Il avait essayé de ne pas écouter Joëlle qui, de temps à autre, se tenant à l'entrée de la chambre, lui répétait qu'il perdait son temps, qu'il était inconscient : n'était-ce pas lui qui avait laissé partir sa fille avec ce jeune Africain? Et il avait bien fait. Il fallait infliger à Ariane une leçon afin qu'elle mesure ce qu'est la réalité. Car ce Noir, on voyait bien qu'il n'était rien d'autre qu'un de ces pauvres types qui traînent - ce n'est pas leur faute, mais ils ne s'adapteront jamais -, et que Jean-Luc se rassure, Ariane tient à son petit confort, c'est une réaliste, comme sa mère; entre femmes, on sent ça. Elle reviendra, parce qu'elle préfère habiter rue de Sèvres plutôt qu'au bout du RER, et il ne lui arrivera rien : trop égoïste. Alors, que Jean-Luc ne s'inquiète pas. Qu'une fois de plus, Ariane ne leur gâche pas la vie à eux, car Joëlle commençait à trouver la note un peu trop lourde, n'est-ce pas? Elle avait fait preuve de patience, mais n'était pas décidée à sacrifier sa vie pour une fille qui ne pensait qu'à elle. Soit, Joëlle l'acceptait, mais pourquoi fallait-il que tout, toujours, tourne autour d'elle?

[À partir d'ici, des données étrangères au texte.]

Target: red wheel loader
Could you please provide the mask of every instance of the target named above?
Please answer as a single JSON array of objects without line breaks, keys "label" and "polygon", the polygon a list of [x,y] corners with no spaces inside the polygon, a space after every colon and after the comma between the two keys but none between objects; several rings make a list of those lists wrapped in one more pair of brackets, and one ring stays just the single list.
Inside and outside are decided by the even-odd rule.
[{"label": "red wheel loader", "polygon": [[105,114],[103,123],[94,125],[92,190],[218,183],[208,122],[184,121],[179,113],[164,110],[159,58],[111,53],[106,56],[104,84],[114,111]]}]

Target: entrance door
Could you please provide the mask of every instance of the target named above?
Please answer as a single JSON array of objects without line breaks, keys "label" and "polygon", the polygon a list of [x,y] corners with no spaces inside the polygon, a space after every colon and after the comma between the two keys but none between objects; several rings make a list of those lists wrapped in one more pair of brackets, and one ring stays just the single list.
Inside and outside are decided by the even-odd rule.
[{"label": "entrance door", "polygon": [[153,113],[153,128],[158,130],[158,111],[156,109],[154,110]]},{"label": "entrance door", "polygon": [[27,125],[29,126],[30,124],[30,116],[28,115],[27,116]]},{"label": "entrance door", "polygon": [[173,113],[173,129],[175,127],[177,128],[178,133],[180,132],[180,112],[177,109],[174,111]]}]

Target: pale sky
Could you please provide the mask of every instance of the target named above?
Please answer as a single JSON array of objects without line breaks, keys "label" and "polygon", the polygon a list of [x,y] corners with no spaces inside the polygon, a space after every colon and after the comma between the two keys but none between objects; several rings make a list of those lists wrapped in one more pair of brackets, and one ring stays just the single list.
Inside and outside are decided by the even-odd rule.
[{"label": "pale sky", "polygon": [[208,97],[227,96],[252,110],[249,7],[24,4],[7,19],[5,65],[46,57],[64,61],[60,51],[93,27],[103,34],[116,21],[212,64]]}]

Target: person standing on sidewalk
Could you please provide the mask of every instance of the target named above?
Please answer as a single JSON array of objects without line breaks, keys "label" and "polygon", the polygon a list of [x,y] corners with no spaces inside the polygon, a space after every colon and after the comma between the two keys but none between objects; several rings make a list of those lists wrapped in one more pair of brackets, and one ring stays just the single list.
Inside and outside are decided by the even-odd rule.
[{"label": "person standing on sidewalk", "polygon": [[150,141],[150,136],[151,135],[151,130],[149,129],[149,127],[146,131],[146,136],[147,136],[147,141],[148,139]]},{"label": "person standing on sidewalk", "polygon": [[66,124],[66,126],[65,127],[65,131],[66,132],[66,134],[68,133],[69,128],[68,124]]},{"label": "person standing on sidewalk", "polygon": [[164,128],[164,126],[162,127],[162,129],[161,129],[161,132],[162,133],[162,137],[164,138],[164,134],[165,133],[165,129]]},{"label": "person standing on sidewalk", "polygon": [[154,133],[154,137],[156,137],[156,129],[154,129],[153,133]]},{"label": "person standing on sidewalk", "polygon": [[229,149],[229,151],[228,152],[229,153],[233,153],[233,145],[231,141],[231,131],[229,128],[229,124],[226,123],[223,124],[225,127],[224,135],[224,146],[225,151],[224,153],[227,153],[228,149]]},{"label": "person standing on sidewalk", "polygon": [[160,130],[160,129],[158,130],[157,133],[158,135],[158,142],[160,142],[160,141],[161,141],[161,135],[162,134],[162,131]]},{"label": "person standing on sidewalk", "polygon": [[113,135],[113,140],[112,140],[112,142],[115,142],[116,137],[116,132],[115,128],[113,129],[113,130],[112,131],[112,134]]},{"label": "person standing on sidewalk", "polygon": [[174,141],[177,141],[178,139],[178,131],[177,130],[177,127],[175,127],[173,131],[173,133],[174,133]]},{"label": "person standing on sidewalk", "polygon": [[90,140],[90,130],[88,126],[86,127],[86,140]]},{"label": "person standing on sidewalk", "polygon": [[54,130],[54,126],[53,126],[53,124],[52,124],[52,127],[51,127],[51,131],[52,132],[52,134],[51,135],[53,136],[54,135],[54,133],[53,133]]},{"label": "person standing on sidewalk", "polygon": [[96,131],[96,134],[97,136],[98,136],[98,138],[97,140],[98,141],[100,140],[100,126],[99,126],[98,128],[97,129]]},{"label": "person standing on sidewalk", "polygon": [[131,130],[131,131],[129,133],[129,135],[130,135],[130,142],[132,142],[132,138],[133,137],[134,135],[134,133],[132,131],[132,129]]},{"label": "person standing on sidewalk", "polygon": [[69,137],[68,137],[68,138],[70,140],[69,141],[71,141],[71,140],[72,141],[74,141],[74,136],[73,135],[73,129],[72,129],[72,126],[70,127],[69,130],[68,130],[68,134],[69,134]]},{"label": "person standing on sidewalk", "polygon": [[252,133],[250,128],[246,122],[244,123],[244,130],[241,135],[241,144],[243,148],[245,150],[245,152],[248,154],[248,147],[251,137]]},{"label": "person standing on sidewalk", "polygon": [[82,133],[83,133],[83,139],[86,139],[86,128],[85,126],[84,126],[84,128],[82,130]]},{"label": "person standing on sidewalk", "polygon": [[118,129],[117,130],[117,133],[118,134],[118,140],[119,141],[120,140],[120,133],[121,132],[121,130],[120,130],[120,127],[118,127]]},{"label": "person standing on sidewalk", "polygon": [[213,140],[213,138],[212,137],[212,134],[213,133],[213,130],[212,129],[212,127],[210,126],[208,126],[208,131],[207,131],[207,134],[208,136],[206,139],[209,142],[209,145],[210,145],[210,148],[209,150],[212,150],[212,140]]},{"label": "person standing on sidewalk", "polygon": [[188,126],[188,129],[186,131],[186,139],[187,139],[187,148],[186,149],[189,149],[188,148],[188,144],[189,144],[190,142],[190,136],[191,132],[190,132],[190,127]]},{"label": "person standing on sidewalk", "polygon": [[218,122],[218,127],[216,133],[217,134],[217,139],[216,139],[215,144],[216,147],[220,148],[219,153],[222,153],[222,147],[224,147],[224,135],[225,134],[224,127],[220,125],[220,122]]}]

— Jean-Luc, je t'avertis...
Il n'avait pas répondu. Il avait continué à feuilleter ces cahiers d'écolière. Oui, cette petite écriture appliquée était bien celle d'une enfant : la même façon de former les lettres que lorsqu'elle était au cours moyen, tenant ses cahiers avec tant de soin qu'il lui disait chaque fois qu'il n'avait jamais été, lui, capable d'écrire ainsi. Elle s'installait sur ses genoux. Elle disait : « Je vais te montrer, papa, c'est simple. » Elle avait neuf ans.
En ce temps-là, Clémence vivait encore avec eux. Parfois, lorsqu'ils étaient ainsi en train de calligraphier, elle leur criait : « Je m'en vais, le taxi m'attend, je n'ai pas le temps! »
Ariane s'élançait, mais la porte avait déjà claqué. Et Jean-Luc expliquait en tendant les bras à Ariane qu'une actrice, bien sûr, ne peut en aucun cas manquer le lever du rideau.
Il n'avait repéré aucun indice parmi les papiers étalés sur le bureau : des dissertations inachevées, des pages remplies d'équations et de courbes auxquelles il ne comprenait déjà plus rien. Et il avait pensé que s'il était rentré tout seul dans cette chambre, sans Joëlle sur ses talons, il aurait peut-être tout simplement tendu la main à ce jeune Noir, lui demandant ce qu'il faisait : lycéen, étudiant? Ils auraient parlé tous trois calmement, et peut-être Ariane aurait-elle dit - c'était, il s'en souvenait, ce qu'elle avait tenté de lui expliquer, mais il l'avait interrompue, hurlant : « Je m'en fous, je m'en fous! Dehors, tout de suite! », et il l'avait laissée partir - qu'elle souhaitait que ce garçon restât un jour ou deux chez eux. Jean-Luc aurait accepté, les aidant même à préparer le lit dans la petite chambre, au fond du couloir à droite.
Mais il les avait mis à la porte en répétant : « Je m'en fous, je m'en fous! » et Joëlle, quand ils s'étaient retrouvés en tête à tête, l'avait félicité. Il s'était conduit comme il le devait, avait-elle ajouté en l'enlaçant. Les adolescentes - elle le savait, elle avait été jeune fille - avaient besoin de rencontrer une certaine résistance. Quand elles trouvent un mur, elles s'y appuient, même si elles s'imaginent vouloir le renverser. Jean-Luc allait le découvrir, Ariane rentrerait changée - soumise n'était pas le mot, mais disciplinée, parce qu'il avait fait acte d'autorité, montré qu'il ne cédait pas au chantage de l'amour. C'est trop facile: elles l'espèrent toutes! Il fallait qu'elles comprennent que la vie, c'était bien différent.